Additionally, defensive distillation acts as a strategy to improve the robustness of DL models against threats. This technique involves training a distilled model that exhibits reduced sensitivity to alterations in input, thereby seeking to bolster the model’s capacity to withstand adversarial interference [26,27]. This approach has demonstrated potential across multiple fields by decreasing the model’s sensitivity to particular features and improving its stability [28,29]. In the field of millimeter-wave communication, defensive distillation can enhance the robustness of models against threats, thereby improving the security of V2X communication systems [30,31]. However, the process of defensive distillation within mm-wave channels remains in the initial phases, and further investigation is necessary to improve its efficacy in this field [32,33].

3. System Model

3.1. The Framework of AEDDN Method

Figure 1 illustrates the general architecture of the AEDDN. In constructing models for teachers and students using the transformer approach, the teacher model—being more complex and larger—is essential in the defensive distillation process. It is trained to learn the features of adversarial samples in V2X communication scenarios and uses a high-temperature softmax to smooth out the effects of input perturbations. Key components include embedding layers for input signal encoding, positional encoding to account for temporal relationships, self-attention mechanisms to capture dependencies, multi-head attention to focus on various input features, and a feed-forward network to improve non-linear representations.

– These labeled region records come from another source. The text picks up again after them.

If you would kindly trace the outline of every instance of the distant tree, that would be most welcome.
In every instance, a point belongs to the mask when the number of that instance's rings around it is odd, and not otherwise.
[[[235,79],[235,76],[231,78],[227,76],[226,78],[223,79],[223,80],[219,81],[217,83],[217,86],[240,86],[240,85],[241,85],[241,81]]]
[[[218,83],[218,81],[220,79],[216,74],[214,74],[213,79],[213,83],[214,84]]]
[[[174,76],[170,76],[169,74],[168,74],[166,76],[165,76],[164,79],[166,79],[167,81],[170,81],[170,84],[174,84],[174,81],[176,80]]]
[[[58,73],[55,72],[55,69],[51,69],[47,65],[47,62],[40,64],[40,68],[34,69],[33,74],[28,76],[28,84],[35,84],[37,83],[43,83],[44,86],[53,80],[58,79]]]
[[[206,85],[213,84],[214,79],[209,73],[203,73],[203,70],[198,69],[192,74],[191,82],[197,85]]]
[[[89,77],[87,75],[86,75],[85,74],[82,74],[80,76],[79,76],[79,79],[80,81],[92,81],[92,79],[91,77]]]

The teacher model is trained using V2X communication data and adversarial samples to produce smooth probability distributions for guiding the student model. The student model, a more streamlined variant of the teacher model, is trained using the knowledge gained from the soft labels provided by the teacher. It is designed to have lower computational complexity while maintaining robustness against adversarial attacks. Both models go through input preprocessing and transformer layer stacking, but the student model uses fewer attention heads or hidden units to reduce computational costs. The student model’s loss function combines hard and soft label loss, balancing accuracy with the ability to draw on the teacher model’s smooth output. In addition, the temperature (T) is raised in the distillation process to produce smoother output distributions. This approach helps mitigate adversarial attacks in V2X mm-wave communication while ensuring computational efficiency.

3.2. Adversarial Attacks

Adversarial attacks exploit DL model vulnerabilities by introducing subtle perturbations that cause incorrect predictions, threatening applications like autonomous driving and facial recognition. These attacks are categorized as white box (full model access) and black box (unknown parameters, relying on transferability). Papernot et al. [19] demonstrated that adversarial examples transfer between models, exposing widespread vulnerabilities. Defenses like adversarial training and defensive distillation were developed to enhance robustness.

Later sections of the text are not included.